Corrían los finales de los cincuenta y la vie en rose de muchos artistas del papel cuché se disipaba entre fiestas en los jardines del palacio de los Grimaldi, en Mónaco, sobre los yates de algunos acaudalados ricachones de gafas de pasta oscura en la costa azul, en la misma isla de Capri o ¡Cómo no! en la capital del mundo, Roma, en donde, sobre todo en esta, los paparazzi, se atropellaban unos a otros, en su pugna por conseguir un reportaje que les diera la fama divina, en alguna glamurosa revista del corazón, y en un lugar en donde los lugareños suelen llamar lo el percorso, o trayecto que transcurre entre las calles más famosas, chics y con mas importante trasiego, tanto de masas como de vividores de lo terrenal, como lo son la Via Condotti y la Via Veneto, principalmente esta última, en donde por aquellos tiempos - ahora ya solo pululan turistas con bolsas de compras-, transcurría lenta y pausadamente para algunos inmortales del celuloide y el reino de la farándula, la tan venerada dolce vita, entre martini rosso y martini bianco, servido en copa convexa y de tallo cristalino, largo. Como debe de ser, pues si no, no hay forma de que la rodaja de limón o de naranja se vea en todo su esplendor. Lo contrario hubiera sido un vaso de tubo cutre, y en esto, a los bon vivants, no hay quien les reste pábulo, pues así es la vida, según se nos hace ver en las revistas amarillentas y prensa del corazón, de los castosos.

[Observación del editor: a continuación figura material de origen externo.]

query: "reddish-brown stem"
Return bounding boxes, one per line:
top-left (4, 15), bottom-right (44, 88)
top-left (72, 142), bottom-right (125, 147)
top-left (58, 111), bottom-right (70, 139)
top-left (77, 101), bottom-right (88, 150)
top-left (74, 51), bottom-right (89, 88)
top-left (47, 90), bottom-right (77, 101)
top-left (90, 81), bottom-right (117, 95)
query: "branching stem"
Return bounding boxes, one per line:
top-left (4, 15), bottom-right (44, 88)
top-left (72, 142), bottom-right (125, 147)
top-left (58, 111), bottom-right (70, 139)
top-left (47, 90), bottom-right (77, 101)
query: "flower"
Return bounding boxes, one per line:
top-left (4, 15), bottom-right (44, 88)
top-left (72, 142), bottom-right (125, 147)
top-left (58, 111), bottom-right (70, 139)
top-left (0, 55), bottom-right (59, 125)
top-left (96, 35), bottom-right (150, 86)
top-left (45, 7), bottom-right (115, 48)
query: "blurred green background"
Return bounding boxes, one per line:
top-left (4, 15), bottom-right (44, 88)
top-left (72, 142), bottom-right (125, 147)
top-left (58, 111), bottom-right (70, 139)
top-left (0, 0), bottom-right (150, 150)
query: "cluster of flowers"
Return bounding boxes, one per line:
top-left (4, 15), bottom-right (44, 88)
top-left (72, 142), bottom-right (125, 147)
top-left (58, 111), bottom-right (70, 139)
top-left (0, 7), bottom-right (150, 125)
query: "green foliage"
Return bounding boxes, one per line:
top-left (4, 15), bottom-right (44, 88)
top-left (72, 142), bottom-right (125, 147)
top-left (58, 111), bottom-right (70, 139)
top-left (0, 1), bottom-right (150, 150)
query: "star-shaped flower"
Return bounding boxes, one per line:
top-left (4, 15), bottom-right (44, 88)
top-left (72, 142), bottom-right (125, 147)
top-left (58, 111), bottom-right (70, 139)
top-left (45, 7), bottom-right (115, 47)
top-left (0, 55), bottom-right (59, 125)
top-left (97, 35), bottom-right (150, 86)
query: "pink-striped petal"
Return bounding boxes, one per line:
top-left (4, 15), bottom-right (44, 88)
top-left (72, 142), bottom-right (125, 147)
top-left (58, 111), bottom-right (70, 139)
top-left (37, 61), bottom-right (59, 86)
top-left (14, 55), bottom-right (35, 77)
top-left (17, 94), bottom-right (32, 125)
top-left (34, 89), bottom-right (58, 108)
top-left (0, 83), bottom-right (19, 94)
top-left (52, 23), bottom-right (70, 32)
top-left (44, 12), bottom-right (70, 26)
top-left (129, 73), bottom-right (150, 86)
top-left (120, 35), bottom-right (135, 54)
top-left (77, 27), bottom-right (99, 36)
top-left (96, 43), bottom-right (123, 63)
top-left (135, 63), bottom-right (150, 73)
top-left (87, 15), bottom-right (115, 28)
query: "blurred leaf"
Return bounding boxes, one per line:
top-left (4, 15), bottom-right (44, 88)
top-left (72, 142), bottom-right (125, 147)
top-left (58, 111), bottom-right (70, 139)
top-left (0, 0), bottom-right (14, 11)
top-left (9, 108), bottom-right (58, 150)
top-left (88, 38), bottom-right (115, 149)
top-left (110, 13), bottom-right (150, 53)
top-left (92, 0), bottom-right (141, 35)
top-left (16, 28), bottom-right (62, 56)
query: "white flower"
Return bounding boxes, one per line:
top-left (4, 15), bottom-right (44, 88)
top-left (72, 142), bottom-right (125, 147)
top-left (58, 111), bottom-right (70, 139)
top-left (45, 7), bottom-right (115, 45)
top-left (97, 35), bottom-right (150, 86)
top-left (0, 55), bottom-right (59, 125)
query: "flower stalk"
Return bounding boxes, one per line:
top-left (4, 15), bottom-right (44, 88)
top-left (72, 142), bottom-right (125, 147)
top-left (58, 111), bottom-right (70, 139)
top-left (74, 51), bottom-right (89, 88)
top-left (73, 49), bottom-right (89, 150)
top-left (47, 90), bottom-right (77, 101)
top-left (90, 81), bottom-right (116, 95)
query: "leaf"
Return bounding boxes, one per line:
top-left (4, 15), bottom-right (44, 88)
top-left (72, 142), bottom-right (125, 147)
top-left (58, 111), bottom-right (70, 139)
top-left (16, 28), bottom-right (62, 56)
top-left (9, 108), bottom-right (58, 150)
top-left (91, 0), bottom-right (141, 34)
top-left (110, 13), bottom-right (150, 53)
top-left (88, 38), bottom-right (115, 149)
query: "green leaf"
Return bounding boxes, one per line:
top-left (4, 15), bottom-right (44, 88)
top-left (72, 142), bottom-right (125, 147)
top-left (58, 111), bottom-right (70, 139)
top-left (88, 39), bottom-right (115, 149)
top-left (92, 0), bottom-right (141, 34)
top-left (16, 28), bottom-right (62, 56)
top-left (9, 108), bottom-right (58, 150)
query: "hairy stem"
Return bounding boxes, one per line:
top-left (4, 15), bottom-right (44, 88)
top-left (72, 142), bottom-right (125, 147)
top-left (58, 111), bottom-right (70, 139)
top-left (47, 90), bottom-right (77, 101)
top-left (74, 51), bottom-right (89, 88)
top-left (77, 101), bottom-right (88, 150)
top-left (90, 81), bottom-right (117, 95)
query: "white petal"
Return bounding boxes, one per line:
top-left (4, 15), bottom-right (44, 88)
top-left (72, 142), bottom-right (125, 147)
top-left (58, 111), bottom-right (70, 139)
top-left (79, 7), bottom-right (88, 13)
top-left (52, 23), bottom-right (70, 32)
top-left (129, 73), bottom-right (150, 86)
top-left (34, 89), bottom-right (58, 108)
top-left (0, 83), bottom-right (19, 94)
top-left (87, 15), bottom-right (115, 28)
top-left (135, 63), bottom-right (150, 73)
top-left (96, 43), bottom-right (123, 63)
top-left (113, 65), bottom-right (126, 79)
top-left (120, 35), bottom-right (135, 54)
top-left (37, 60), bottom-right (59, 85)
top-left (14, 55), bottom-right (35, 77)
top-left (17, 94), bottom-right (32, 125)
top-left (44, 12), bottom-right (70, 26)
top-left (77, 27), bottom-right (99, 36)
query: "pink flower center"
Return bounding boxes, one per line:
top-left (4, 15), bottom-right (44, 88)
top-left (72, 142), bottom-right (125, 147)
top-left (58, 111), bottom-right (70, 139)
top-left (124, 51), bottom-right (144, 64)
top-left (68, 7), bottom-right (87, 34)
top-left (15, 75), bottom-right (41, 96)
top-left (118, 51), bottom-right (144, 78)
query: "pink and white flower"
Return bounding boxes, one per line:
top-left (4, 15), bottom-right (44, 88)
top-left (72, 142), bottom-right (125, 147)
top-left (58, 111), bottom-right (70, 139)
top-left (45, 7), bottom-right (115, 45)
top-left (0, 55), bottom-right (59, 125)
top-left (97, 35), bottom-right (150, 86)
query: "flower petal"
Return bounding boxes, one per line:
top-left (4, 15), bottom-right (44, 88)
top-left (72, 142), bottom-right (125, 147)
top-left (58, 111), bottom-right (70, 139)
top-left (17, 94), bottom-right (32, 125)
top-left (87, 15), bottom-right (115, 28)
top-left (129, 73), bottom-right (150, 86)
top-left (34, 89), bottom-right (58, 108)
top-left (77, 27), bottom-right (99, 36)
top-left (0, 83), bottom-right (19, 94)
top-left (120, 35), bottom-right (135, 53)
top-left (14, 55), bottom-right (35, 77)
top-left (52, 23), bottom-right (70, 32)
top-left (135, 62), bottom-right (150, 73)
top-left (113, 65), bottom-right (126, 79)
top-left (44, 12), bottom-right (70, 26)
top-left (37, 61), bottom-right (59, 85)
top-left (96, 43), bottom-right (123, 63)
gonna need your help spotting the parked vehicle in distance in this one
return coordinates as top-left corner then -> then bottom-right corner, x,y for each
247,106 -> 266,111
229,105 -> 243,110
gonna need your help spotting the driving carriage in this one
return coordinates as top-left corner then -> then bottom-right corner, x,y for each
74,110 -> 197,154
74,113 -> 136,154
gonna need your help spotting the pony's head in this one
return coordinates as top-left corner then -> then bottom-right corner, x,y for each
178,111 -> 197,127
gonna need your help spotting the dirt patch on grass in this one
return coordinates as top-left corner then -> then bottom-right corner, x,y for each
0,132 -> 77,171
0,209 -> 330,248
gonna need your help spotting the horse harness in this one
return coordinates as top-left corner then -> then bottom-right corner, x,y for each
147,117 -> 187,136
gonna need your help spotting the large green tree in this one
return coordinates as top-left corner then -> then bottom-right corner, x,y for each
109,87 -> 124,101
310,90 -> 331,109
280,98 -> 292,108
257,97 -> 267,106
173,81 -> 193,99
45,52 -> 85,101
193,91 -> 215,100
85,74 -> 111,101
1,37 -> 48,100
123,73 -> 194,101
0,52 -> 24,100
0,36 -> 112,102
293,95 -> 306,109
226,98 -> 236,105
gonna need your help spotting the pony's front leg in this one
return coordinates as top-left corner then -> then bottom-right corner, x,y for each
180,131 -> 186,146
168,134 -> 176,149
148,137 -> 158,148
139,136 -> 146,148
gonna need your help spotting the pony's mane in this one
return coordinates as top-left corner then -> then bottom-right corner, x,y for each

De este modo corría la vida a finales de los cincuenta y de este modo, debieron pensar algunos en nuestros días, que debía de seguir siendo. Así pues, nuestra historia que forma parte del pasado, se sitúa en nuestro tiempo presente, como si los años no hubieran transcurrido. Y en estas estamos, que de entre todos los talentos, bañados al sol o a la luz de las estrellas, o tocados por la varita de la fama y que brillaban con luz propia, al más puro estilo de las estrellas hollywoodienses o fellinianas que retozaban en aquellos lares, un talento superior se erguió entre el resto de inmortales de la casta. El talento de un hombre que no era todavía nada ni nadie, pero que ansiaba enormemente en su seno interno ser también un bon vivant. Aunque su talento glamuroso, básicamente había consistido en dejarse la coleta recogida con una goma de tres al cuarto sin ningún estilo, y realizar programas en la nada glamurosa Vallecas city, - con perdón y mucho respeto de los vallecanos, pues no se merecen talentosos así-, y cuyo mayor éxito en la vida era el de haber dirigido un programa televisivo, llamado «La Tuerka», que además de estar mal escrita ya de entrada la palabreja, chirriaba por sí misma a cada vuelta que se le daba, a pesar del aceite en forma de petro dólares, que le infundían algunos líderes de países de charanga y pandereta, al más puro estilo de la revolución bolibariense, que Simon Bolivar hubiera impugnado por copy right, ante los tribunales de haber seguido vivo.
Y así, y de esta guisa, el talentoso Mister Ripley; ansioso del glamour que ofrecía esa vida entre martinis frappés, fiestas y paparazzis, de cuyos flases, sus cámaras cegaban su más pura realidad: que era un don nadie poco virtuoso y escasamente dotado para una vida de buena casta, y porque ya se sabe que la mona, aunque se vista de seda, mona se queda, acabó por vestir aquel smoking en una entrega de premios amañada, el mismo tipo de vestimenta y estilo del que había renegado toda su vida, en su corta vida, pero de larga ambición, y por un instante, entre el resto de talentos que asistían a la entrega de los premios, se creyó por un instante - instante que aún le dura- superior al resto de los mortales, departiendo con ellos a su misma altura, pero con escasa altura de miras, ofreciendo se como el salvador del mundo.
Como Robur, el conquistador, de una vicepresidencia de un gobierno que hubiera amado hacer ingobernable, pues así era el talentoso Mister Pablo Iglesias Ripley: el asesinato de la Democracia. Su secreto más oculto, además del ansia de ser parte de la casta.